Orforglipron Beats Semaglutide in 1,698-Adult Trial as Side Effects Hit 59%
Updated
Updated · LADbible · Jul 8
Orforglipron Beats Semaglutide in 1,698-Adult Trial as Side Effects Hit 59%
3 articles · Updated · LADbible · Jul 8
Summary
A 52-week phase 3 trial in 1,698 adults with type 2 diabetes found Eli Lilly's oral GLP-1 orforglipron cut HbA1c by 1.71%-1.91%, versus 1.47% for oral semaglutide.

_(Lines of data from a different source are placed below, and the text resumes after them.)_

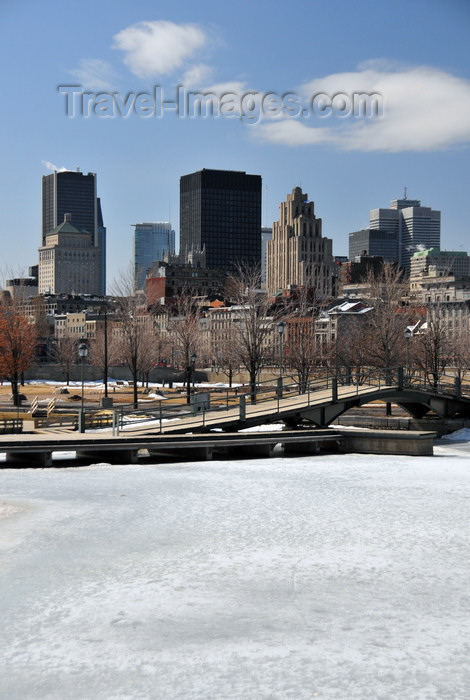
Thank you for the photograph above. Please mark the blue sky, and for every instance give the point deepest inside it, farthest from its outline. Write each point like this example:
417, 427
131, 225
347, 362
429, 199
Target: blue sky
414, 55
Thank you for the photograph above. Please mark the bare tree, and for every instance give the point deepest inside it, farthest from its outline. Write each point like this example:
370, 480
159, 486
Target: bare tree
383, 332
17, 345
256, 318
184, 329
103, 351
305, 352
432, 346
131, 326
65, 354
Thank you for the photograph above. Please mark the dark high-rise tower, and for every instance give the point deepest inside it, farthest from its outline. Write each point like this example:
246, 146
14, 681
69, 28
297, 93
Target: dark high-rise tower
72, 192
220, 213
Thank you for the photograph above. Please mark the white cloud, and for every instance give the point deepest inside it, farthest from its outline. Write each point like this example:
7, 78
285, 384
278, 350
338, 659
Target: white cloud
233, 87
94, 74
424, 109
54, 168
158, 48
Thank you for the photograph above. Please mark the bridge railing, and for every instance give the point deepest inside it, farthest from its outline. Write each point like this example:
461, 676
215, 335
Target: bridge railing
283, 394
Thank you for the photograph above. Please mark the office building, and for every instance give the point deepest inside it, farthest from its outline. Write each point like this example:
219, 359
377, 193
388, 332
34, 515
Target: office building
69, 261
73, 192
416, 227
298, 254
152, 243
266, 235
375, 243
220, 215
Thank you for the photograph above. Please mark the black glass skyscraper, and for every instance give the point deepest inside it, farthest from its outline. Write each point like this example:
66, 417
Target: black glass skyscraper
220, 212
73, 192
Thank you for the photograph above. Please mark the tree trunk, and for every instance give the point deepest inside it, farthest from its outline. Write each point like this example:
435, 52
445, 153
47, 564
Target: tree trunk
14, 389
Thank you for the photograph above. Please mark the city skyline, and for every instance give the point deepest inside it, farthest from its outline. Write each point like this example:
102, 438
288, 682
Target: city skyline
420, 141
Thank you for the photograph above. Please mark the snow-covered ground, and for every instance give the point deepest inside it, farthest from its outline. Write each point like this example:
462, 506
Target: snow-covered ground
342, 577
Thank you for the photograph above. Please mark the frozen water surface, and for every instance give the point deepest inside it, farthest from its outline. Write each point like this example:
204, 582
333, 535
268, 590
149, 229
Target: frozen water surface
340, 577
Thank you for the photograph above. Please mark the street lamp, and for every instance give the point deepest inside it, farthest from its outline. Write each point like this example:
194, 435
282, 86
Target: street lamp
408, 334
281, 326
82, 353
104, 308
190, 372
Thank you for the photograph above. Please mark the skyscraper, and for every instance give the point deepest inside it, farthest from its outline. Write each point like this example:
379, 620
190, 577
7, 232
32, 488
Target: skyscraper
220, 213
151, 242
416, 227
73, 192
68, 261
298, 254
374, 242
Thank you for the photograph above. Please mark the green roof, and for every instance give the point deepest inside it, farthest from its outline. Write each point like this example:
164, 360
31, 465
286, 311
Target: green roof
66, 227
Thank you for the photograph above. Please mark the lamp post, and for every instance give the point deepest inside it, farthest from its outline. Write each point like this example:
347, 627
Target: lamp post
82, 353
281, 326
408, 334
190, 372
105, 363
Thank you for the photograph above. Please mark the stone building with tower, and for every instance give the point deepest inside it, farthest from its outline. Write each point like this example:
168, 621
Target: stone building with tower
298, 255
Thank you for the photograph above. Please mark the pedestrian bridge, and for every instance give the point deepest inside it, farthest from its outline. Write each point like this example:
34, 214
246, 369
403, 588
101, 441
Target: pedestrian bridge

Weight loss also favored orforglipron at 6.1kg-8.2kg, compared with 5.3kg for semaglutide, from a baseline HbA1c of 8.3%.
The stronger efficacy came with more gastrointestinal problems: 59% of orforglipron patients reported nausea, vomiting, diarrhea or constipation, versus 37%-45% on semaglutide, and 10% discontinued treatment versus 4%-5%.
Foundayo, the brand name for orforglipron, won FDA approval in April 2026, and Lilly has already submitted it to the UK's MHRA for review.
If cleared, UK private access could begin by late 2026, while NHS availability is seen no earlier than 2027; obesity-only trials are still ongoing.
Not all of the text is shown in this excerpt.